Un simile sforzo fu intrapreso nel 1946, quando la prima sessione dell’Assemblea generale delle Nazioni Unite istituì una Commissione per «affrontare i problemi sollevati dalla scoperta dell’energia nucleare e altre questioni correlate», e presentare proposte «per l’eliminazione delle armi atomiche dagli armamenti nazionali». Ma la rivalità e diffidenza tra le superpotenze dell’epoca ha finora tolto mordente alla commissione. Nel corso dei decenni successivi, la comunità internazionale è riuscita solo a stabilire restrizioni volte a limitare il numero di Paesi che possedevano tali armi, e anche questo con scarso successo.

Il Trattato di non proliferazione, entrato in vigore nel 1970, ha diviso il mondo in due categorie: da una parte i cinque Paesi che già possedevano armi atomiche al 1 gennaio 1968 (Cina, Francia, Russia, Regno Unito e Stati Uniti), dall’altra quelli che non ne avevano. Questi ultimi accettarono di non acquisire armi nucleari e di sottoporsi a verifiche internazionali. Allo stesso tempo, le cinque potenze si impegnavano ad avviare negoziati in materia di disarmo. I risultati non sono stati incoraggianti. Da allora, altri quattro Paesi hanno acquisito o sviluppato arsenali nucleari: Corea del Nord, India, Israele e Pakistan, mentre le iniziative verso il disarmo languivano.

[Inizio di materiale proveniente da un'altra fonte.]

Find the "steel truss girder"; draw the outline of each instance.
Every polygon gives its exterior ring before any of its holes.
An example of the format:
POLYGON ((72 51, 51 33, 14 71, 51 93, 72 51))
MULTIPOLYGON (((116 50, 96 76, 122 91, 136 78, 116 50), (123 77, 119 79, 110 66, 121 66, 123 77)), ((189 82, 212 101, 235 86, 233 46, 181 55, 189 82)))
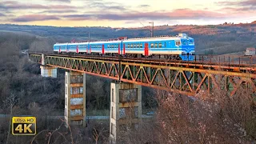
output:
MULTIPOLYGON (((30 59, 42 63, 41 55, 31 54, 30 59)), ((191 96, 200 90, 211 94, 213 90, 225 90, 233 96, 241 88, 256 93, 256 74, 244 72, 62 56, 46 56, 45 63, 49 66, 191 96)))

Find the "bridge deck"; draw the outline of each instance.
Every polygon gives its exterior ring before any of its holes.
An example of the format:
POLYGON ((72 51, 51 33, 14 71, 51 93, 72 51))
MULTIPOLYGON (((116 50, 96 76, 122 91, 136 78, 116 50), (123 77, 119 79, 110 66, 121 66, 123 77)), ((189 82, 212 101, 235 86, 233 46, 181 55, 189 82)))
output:
MULTIPOLYGON (((42 63, 41 54, 30 54, 42 63)), ((50 66, 195 95, 200 90, 226 90, 234 95, 243 88, 256 92, 256 57, 195 56, 193 62, 86 55, 49 54, 50 66)))

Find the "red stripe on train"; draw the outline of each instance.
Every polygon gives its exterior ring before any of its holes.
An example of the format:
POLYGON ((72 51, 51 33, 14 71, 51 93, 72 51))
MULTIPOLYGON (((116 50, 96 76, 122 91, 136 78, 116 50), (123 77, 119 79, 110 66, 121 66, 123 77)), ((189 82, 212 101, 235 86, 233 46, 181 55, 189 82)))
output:
POLYGON ((104 45, 102 45, 102 54, 104 54, 104 45))

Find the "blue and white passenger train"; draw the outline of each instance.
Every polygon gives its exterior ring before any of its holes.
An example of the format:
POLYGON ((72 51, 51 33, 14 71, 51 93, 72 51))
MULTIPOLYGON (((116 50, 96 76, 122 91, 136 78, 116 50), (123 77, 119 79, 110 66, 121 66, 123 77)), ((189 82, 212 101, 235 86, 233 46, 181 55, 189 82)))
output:
POLYGON ((125 57, 160 56, 165 58, 194 60, 194 41, 186 34, 127 39, 122 37, 108 41, 56 43, 54 53, 122 55, 125 57))

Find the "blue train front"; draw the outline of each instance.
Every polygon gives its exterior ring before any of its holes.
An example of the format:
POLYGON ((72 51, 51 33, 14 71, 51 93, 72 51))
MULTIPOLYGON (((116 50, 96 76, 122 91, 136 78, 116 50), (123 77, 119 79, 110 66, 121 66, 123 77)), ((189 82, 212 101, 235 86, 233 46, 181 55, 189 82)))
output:
POLYGON ((194 60, 194 41, 186 34, 177 36, 129 38, 98 42, 56 43, 54 53, 122 55, 123 57, 159 57, 183 61, 194 60))

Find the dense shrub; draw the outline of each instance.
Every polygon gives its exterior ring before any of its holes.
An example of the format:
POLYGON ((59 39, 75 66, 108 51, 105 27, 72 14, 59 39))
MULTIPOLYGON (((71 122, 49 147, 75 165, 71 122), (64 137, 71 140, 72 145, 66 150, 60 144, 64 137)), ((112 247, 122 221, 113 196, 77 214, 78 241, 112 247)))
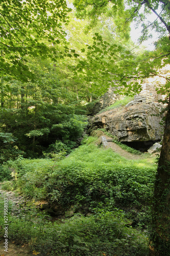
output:
MULTIPOLYGON (((2 206, 3 201, 0 199, 2 206)), ((33 254, 54 256, 107 255, 144 256, 148 242, 141 232, 128 227, 129 222, 122 211, 115 210, 84 217, 80 215, 65 220, 51 222, 49 217, 32 207, 21 208, 11 216, 9 207, 8 239, 29 243, 33 254)), ((3 215, 0 220, 3 223, 3 215)), ((3 237, 4 230, 0 230, 3 237)))
POLYGON ((22 160, 13 162, 14 183, 27 196, 62 206, 94 201, 146 204, 153 195, 156 166, 148 159, 128 160, 93 143, 79 147, 62 161, 22 160))

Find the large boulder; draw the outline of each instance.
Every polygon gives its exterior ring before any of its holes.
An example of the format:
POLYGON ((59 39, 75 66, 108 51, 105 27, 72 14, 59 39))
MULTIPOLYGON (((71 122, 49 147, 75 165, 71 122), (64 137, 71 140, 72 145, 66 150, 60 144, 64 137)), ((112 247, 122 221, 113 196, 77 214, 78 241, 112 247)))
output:
POLYGON ((90 120, 90 130, 104 127, 119 141, 159 140, 163 132, 162 108, 158 102, 136 101, 95 115, 90 120))

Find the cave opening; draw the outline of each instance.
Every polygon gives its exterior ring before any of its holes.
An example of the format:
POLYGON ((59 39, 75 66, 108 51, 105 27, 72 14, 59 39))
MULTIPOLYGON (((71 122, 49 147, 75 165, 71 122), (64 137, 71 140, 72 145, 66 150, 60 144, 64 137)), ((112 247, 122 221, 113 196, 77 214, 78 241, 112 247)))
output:
POLYGON ((147 152, 148 150, 156 142, 160 140, 148 140, 147 141, 121 141, 121 143, 127 145, 132 148, 138 150, 140 152, 147 152))

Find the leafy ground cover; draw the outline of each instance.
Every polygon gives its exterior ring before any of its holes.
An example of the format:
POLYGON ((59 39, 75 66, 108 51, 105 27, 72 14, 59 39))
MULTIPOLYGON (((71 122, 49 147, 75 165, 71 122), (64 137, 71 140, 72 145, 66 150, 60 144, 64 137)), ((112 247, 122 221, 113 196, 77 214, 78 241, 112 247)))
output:
MULTIPOLYGON (((0 204, 3 206, 2 198, 0 204)), ((34 255, 143 256, 148 253, 146 236, 128 227, 128 220, 117 209, 88 217, 75 215, 62 223, 51 222, 49 216, 37 212, 33 207, 24 211, 21 209, 17 216, 12 217, 11 208, 9 210, 9 239, 17 244, 28 243, 34 255)), ((3 223, 3 215, 0 216, 3 223)), ((0 230, 1 237, 3 230, 0 230)))
POLYGON ((46 200, 57 210, 62 207, 67 211, 71 206, 75 209, 73 217, 60 223, 50 222, 49 216, 31 207, 19 218, 9 217, 10 239, 29 242, 42 255, 56 255, 57 251, 63 255, 148 254, 146 233, 132 228, 132 223, 136 222, 138 229, 149 224, 154 159, 127 160, 99 147, 96 139, 85 139, 69 157, 58 162, 8 161, 15 173, 12 180, 4 183, 4 189, 46 200), (76 210, 81 207, 90 214, 79 213, 76 210))

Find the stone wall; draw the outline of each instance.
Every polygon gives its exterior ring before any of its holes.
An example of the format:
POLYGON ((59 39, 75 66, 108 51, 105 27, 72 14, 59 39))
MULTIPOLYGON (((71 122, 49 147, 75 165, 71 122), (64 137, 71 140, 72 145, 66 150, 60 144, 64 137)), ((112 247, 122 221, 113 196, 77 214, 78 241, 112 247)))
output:
MULTIPOLYGON (((124 98, 124 96, 116 93, 116 91, 120 88, 111 87, 108 92, 103 95, 99 100, 99 102, 95 104, 93 109, 93 114, 96 115, 102 110, 110 106, 117 100, 124 98)), ((159 98, 160 99, 160 97, 159 98)), ((142 91, 138 94, 134 96, 134 101, 131 102, 135 104, 139 102, 158 102, 158 97, 154 86, 152 83, 146 82, 142 86, 142 91)), ((130 104, 129 105, 130 105, 130 104)))

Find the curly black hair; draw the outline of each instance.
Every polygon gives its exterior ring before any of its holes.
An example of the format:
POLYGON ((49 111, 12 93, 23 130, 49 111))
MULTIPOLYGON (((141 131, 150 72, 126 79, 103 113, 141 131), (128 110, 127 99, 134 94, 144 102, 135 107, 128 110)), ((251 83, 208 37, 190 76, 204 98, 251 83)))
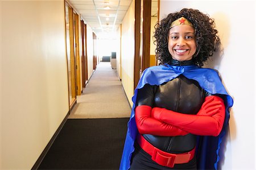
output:
POLYGON ((216 47, 220 44, 213 19, 208 14, 204 14, 198 10, 183 9, 180 12, 171 13, 163 19, 160 24, 155 26, 155 32, 153 38, 156 44, 156 58, 159 64, 170 63, 172 60, 168 49, 169 30, 171 24, 181 16, 185 17, 193 25, 196 36, 196 51, 193 56, 193 62, 199 66, 204 65, 207 59, 212 56, 216 47))

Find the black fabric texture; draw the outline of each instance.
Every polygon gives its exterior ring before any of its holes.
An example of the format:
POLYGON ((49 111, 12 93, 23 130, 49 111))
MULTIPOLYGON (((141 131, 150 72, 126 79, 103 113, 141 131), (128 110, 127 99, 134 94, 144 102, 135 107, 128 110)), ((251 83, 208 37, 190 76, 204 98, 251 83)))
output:
POLYGON ((68 119, 38 169, 118 169, 129 118, 68 119))

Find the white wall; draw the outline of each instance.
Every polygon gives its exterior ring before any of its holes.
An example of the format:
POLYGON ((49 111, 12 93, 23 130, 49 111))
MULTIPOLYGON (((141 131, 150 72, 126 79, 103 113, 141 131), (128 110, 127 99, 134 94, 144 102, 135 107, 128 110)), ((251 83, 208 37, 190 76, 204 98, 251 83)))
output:
POLYGON ((64 1, 0 10, 0 169, 28 169, 69 111, 64 1))
POLYGON ((117 72, 119 78, 122 79, 122 70, 121 70, 121 64, 122 64, 122 56, 121 56, 121 32, 122 32, 122 25, 120 25, 118 30, 117 31, 117 72))
POLYGON ((122 22, 122 83, 130 105, 134 82, 134 0, 122 22))
POLYGON ((234 102, 222 169, 255 168, 255 6, 254 1, 160 1, 160 18, 185 7, 215 19, 224 53, 214 68, 234 102))
POLYGON ((87 65, 88 78, 93 73, 93 38, 92 28, 87 24, 87 65))

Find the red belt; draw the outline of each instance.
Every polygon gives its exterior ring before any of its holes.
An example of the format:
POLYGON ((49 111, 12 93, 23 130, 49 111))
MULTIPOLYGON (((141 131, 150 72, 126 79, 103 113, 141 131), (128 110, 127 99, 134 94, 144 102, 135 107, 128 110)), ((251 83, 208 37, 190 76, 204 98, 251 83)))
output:
POLYGON ((173 168, 175 164, 188 163, 194 157, 196 147, 188 152, 170 154, 156 148, 138 134, 137 142, 141 147, 151 156, 151 159, 160 165, 173 168))

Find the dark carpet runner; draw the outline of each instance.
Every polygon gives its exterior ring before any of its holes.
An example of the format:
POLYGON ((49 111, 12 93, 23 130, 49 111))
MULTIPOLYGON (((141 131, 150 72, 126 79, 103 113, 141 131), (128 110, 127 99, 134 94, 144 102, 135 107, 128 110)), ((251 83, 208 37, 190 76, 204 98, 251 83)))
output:
POLYGON ((129 118, 68 119, 39 169, 118 169, 129 118))

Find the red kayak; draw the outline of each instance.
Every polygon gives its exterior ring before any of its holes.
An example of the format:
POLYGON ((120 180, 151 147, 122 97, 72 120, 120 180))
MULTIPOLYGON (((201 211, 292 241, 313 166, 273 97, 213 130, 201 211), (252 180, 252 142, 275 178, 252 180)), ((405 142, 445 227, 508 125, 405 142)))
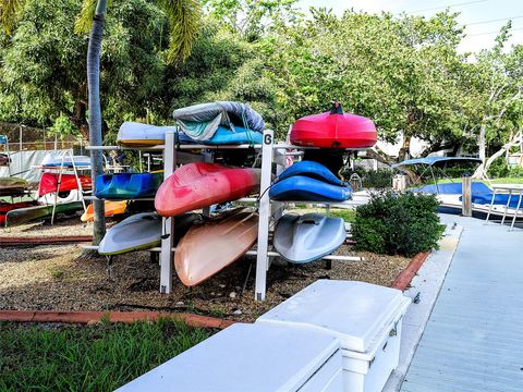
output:
POLYGON ((376 144, 377 138, 372 120, 343 113, 340 103, 333 103, 330 112, 296 120, 291 130, 291 143, 296 146, 368 148, 376 144))
MULTIPOLYGON (((40 185, 38 187, 38 196, 44 196, 53 192, 57 192, 59 173, 45 172, 40 179, 40 185)), ((90 176, 78 175, 80 183, 83 189, 90 189, 90 176)), ((74 174, 62 174, 59 192, 68 192, 77 189, 78 184, 74 174)))
POLYGON ((5 215, 17 208, 34 207, 38 204, 36 201, 20 201, 20 203, 1 203, 0 201, 0 226, 5 224, 5 215))
POLYGON ((258 191, 259 169, 232 169, 216 163, 188 163, 158 188, 155 208, 174 217, 215 204, 239 199, 258 191))

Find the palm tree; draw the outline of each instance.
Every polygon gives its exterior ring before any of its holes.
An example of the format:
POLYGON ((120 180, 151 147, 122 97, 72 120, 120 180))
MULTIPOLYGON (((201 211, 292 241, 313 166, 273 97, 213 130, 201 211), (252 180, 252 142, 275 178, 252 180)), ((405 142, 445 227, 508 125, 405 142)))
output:
MULTIPOLYGON (((120 0, 124 1, 124 0, 120 0)), ((170 26, 170 42, 168 62, 184 61, 191 53, 192 44, 196 37, 202 15, 198 0, 157 0, 161 5, 170 26)), ((21 17, 25 0, 2 0, 0 2, 0 24, 10 34, 21 17)), ((101 140, 101 108, 100 108, 100 52, 104 24, 108 0, 83 0, 82 12, 75 24, 75 33, 89 34, 87 49, 87 85, 89 89, 89 144, 100 146, 101 140)), ((100 150, 90 155, 93 184, 101 174, 102 157, 100 150)), ((104 201, 95 200, 95 223, 93 244, 98 245, 105 234, 104 201)))

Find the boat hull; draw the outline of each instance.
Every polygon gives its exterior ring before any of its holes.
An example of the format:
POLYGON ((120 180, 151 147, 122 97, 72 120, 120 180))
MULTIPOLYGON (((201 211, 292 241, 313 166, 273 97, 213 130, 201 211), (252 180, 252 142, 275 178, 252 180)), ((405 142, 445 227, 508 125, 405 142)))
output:
MULTIPOLYGON (((40 184, 38 185, 38 196, 41 197, 44 195, 57 192, 58 180, 60 179, 60 174, 58 173, 44 173, 40 177, 40 184)), ((89 175, 78 175, 80 183, 82 185, 82 189, 90 189, 90 176, 89 175)), ((58 192, 68 192, 78 188, 78 183, 76 181, 76 176, 74 174, 62 174, 60 179, 60 187, 58 192)))
POLYGON ((154 197, 163 173, 101 174, 96 177, 95 195, 107 200, 154 197))
POLYGON ((299 119, 291 128, 291 143, 320 148, 369 148, 378 134, 374 122, 356 114, 325 112, 299 119))
POLYGON ((228 211, 195 225, 177 246, 178 277, 186 286, 195 286, 238 260, 257 237, 258 216, 245 210, 228 211))
POLYGON ((258 169, 232 169, 216 163, 188 163, 161 184, 155 208, 163 217, 239 199, 259 188, 258 169))
POLYGON ((341 218, 320 213, 285 215, 275 229, 275 248, 288 261, 309 262, 331 254, 345 241, 341 218))

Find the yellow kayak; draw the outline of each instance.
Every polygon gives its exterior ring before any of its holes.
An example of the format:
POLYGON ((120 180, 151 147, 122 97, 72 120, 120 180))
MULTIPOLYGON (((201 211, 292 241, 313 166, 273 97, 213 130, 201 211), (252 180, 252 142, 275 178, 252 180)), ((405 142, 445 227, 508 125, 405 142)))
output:
MULTIPOLYGON (((106 200, 106 217, 112 217, 119 213, 124 213, 127 210, 127 201, 109 201, 106 200)), ((87 210, 80 218, 82 222, 93 222, 95 219, 95 210, 93 204, 87 206, 87 210)))

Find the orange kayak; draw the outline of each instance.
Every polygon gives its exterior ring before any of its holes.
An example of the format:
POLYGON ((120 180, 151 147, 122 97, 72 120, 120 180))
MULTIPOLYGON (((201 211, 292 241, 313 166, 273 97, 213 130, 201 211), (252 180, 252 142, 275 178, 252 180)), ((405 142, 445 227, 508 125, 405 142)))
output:
MULTIPOLYGON (((119 213, 124 213, 127 210, 127 201, 109 201, 106 200, 106 217, 112 217, 119 213)), ((80 218, 82 222, 93 222, 95 219, 95 207, 93 204, 87 206, 87 210, 80 218)))
POLYGON ((194 225, 177 246, 178 277, 183 284, 195 286, 238 260, 257 237, 258 215, 244 209, 227 211, 194 225))
POLYGON ((155 208, 163 217, 239 199, 259 188, 259 169, 233 169, 216 163, 188 163, 158 188, 155 208))

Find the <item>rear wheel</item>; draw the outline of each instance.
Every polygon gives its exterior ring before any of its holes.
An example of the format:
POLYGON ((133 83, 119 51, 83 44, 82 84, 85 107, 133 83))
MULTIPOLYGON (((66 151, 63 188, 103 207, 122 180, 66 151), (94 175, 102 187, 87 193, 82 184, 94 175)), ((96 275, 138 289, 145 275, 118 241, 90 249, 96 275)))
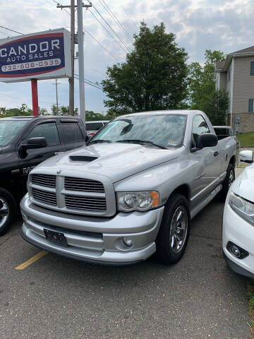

Per questo, la comunità internazionale è divenuta sempre più preoccupata dei rischi legati al continuo miglioramento tecnologico delle armi nucleari e degli effetti del loro uso accidentale o intenzionale. La frustrazione per la mancanza di progressi concreti è stata la scintilla della decisione di convocare nel 2017 una conferenza, aperta a tutti gli Stati membri. La risoluzione è stata adottata con 123 voti positivi, con 38 contrari e 16 astensioni.

Tra gli Stati che possiedono le armi nucleari la Francia, Israele, Russia, Regno Unito e Stati Uniti hanno votato contro, mentre altri tre (Cina, Pakistan e India) si sono astenuti. La Corea del nord ha votato sì.
Immediatamente, alcuni Stati detentori di armi nucleari hanno lanciato una campagna contro la Conferenza, invitando i loro alleati militari ad astenersi dai negoziati poiché a loro dire il divieto avrà effetti negativi sulla sicurezza internazionale. «Gran parte della comunità mondiale chiede il disarmo nucleare, ma una ristretta schiera di paesi vuole conservare gelosamente il potere distruttivo di tali armi», spiega Maurizio Simoncelli, vicepresidente di Archivio Disarmo. [Avvenire].